In the case at bar the declaration alleges that the indebtedness to the plaintiff is a part of the indebtedness assented to by the defendants as directors, in excess of the sum of two-thirds of the capital stock actually paid in, and that the corporation was then insolvent and unable to pay its said indebtedness to an amount of, to wit, five thousand dollars. From the allegations, it fairly appears that the excess to which the directors assented, is comprised in part of the debt to the plaintiff, and in part of debts to other creditors. The creation of these debts may or may not have been severally assented to by all and the same directors, or the assent in more or less instances may have been by directors in part different. Individual liability depends upon individual assent to violation of the law; and eon*127sequently personal responsibility for the debts entering into the excess may not be the same as to any two of the directors. In such circumstances the- same judgment can not be rendered against all, and several judgments can not be had in an action at law. Yet in effect they can be had in a court of equity where all the parties in interest may be before the court, all the various equities determined, and such a decree rendered in a single action as, in its several elements, shall be equitable and just to all concerned.

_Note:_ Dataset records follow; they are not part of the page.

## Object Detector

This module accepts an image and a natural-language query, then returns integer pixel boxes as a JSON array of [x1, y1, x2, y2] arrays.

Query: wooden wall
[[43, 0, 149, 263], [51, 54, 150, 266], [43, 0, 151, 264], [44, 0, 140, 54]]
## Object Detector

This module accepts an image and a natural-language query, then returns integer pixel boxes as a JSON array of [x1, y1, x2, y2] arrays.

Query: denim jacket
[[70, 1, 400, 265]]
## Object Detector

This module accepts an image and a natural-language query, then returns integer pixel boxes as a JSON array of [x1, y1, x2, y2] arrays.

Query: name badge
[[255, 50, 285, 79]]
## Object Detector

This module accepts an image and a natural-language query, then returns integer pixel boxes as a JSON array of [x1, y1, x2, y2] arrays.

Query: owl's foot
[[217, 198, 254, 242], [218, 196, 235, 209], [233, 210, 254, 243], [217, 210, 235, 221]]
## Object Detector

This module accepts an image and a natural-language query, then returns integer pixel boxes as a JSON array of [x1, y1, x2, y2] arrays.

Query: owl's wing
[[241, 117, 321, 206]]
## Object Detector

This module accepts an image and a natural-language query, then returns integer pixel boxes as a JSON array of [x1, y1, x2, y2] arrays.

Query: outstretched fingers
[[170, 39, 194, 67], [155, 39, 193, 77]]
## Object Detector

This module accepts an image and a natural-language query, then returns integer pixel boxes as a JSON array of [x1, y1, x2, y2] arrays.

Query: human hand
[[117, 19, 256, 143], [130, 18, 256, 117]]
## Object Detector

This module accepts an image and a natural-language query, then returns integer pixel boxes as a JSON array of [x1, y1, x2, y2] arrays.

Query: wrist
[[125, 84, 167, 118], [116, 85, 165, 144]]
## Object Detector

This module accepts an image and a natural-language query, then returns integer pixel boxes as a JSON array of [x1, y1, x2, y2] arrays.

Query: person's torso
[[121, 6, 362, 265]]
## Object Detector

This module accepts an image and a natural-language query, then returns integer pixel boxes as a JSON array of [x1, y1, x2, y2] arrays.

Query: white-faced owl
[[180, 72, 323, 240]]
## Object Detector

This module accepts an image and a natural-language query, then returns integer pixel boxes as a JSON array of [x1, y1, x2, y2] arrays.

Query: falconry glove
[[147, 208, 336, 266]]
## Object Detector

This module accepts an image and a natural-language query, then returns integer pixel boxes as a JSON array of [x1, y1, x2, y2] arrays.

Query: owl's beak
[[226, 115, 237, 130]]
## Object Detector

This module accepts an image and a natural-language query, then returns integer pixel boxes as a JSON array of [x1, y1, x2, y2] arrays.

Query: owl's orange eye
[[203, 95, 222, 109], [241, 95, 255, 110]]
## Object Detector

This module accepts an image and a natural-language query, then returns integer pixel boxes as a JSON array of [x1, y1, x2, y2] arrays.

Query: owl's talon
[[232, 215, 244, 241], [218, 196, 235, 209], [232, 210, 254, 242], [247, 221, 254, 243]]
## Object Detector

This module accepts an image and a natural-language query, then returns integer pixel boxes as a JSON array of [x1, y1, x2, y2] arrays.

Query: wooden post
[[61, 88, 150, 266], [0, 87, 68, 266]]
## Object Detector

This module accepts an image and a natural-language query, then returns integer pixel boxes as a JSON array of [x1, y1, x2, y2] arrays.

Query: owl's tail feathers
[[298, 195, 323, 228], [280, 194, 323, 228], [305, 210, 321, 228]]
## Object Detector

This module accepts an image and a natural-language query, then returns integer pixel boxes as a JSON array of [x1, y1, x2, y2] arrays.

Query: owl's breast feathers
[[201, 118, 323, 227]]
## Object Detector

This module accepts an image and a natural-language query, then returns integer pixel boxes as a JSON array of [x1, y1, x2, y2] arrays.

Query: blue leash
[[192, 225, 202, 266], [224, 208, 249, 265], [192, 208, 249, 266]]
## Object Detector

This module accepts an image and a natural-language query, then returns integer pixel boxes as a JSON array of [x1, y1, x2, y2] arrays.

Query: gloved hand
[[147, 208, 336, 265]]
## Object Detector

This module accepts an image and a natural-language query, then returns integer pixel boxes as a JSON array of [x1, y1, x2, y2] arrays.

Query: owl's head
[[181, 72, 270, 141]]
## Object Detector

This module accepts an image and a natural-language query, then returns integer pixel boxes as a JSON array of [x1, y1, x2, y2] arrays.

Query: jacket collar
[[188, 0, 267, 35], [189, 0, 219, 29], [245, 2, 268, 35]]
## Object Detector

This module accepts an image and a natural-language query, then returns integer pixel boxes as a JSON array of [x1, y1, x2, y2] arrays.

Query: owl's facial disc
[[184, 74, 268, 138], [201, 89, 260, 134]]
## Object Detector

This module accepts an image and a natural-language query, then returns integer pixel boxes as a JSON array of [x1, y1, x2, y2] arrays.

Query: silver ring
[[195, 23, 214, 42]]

It is further argued in effect that the suit should be brought by a receiver, and that the allegations do not even show that one has been appointed. However this might be if the corporation were in the hands of a receiver who was closing up its affairs, in the circumstances appearing by the record, a suit in equity may be brought, all the creditors joining, or if the creditors are numerous, by one in behalf of himself and all the others. Stimson v. Lewis, 36 Vt. 91; Darling v. Osborne, 51 Vt. 148.

Judgment reversed, demurrer sustained, declaration adjudged insufficient, and judgment for the defendants to recover their costs.